Le projet vanté à Makutano

Makutano  est une plateforme des hommes d’affaires et des décideurs politiques pour créer des synergies à forte valeur ajoutée, développer les opportunités d’affaires et produire l’intelligence économique collective à même de transformer durablement les économies de la région. Grâce à l’Internet, le forum a été suivi partout. Et c’était le cadre choisi par Aimé Sakombi Molendo, le ministre des Affaires foncières, pour « vanter » le projet de La Corniche de Kinshasa aux hommes d’affaires venus de pays africains, comme le ferait un agent marketing d’une entreprise commerciale.  

Selon un participant à ce forum, Aimé Sakombi Molendo n’a su trouver que « des explications tortueuses », en assumant crânement et totalement ses propos, pour assurer que ce projet offre des avantages pour une ville comme Kinshasa dont les perspectives démographiques entrevoient « un engorgement du fait de la surpopulation, l’insécurité́, l’occupation irrégulière de l’espace, la dégradation des édifices publics, les embouteillages insoutenables et toutes leurs conséquences sur la productivité́ économique ».

Le ministre des Affaires foncières a déclaré que face à cette situation, La Corniche de Kinshasa offre « l’avantage d’extension des quartiers existants » grâce à « la création de quatre plateformes conçues pour gagner des terrains sur le fleuve Congo et de redynamisation de Kinshasa ». Le projet offre également les avantages de préservation de la biodiversité grâce « au strict respect des recommandations d’une étude environnementale approfondie », d’augmentation de l’assiette fiscale (taxes immobilières, taxes d’habitations, impôts fonciers), d’assainissement du cadastre foncier des 4 zones et de régularisation des titres de propriété et d’exploitation de zone marécageuses inoccupées au profit des communautés locales.

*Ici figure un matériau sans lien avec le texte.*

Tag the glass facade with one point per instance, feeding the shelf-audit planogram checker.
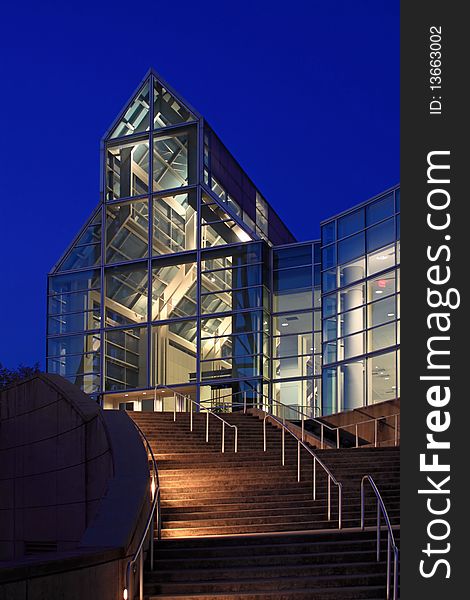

Et cerise sur le gâteau : La Corniche de Kinshasa va créer plus de 8 000 emplois dans sa mise en œuvre et 4 000 emplois après réalisation, outre le développement immobilier « de haut-standing » sur 8,5 km. 

Argument d’autorité

Aimé Sakombi Molendo a indiqué aux participants venus à Makutano 6 que « ce grand projet immobilier » est sécurisé par une convention du 9 novembre 2017 entre l’État congolais et la société Startstone internationale à travers sa filiale en RDC, Startstone/RDC SASU. Si le projet tangue, a-t-il laissé entendre, c’est parce que, « malheureusement plusieurs concessionnaires ainsi que de nombreux occupants se prévalaient des jugements obtenus des cours et tribunaux sur base de simples actes de cession octroyés par des autorités traditionnelles ». Et que la société Startstone/RDC n’avait guère pu se mettre à l’œuvre, faute d’exécution des termes et obligations qui incombaient à l’État congolais ».

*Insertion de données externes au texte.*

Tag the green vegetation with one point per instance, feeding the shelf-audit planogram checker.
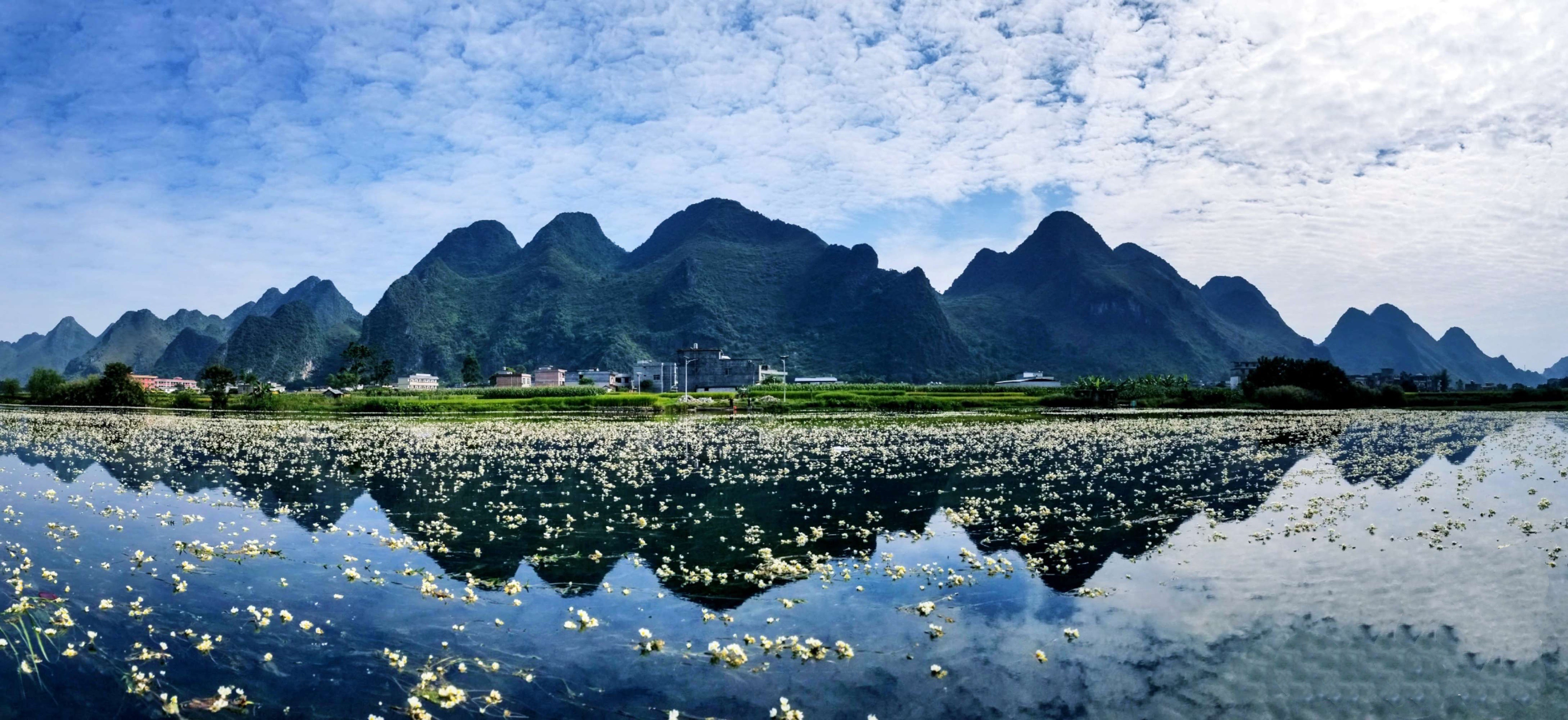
(44, 383)
(217, 380)
(1288, 383)
(114, 390)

Et donc, à ce stade, a fait savoir le ministre des Affaires foncières, le projet qui est assis sur un chronogramme précis, se trouve dans la phase d’expropriation et d’indemnisation dans la Zone III pour un coût global évalué à près de 7 millions de dollars que la société Startstone/RDC a pris l’engagement de payer. D’ailleurs, a précisé Aimé Sakombi Molendo, « le début des travaux est souhaité de manière imminente par le chef de l’État. Pour cause, il en résulterait, par corrélation, un développement des espaces publics à caractère touristique et une résorption du déficit de logement à Kinshasa ». 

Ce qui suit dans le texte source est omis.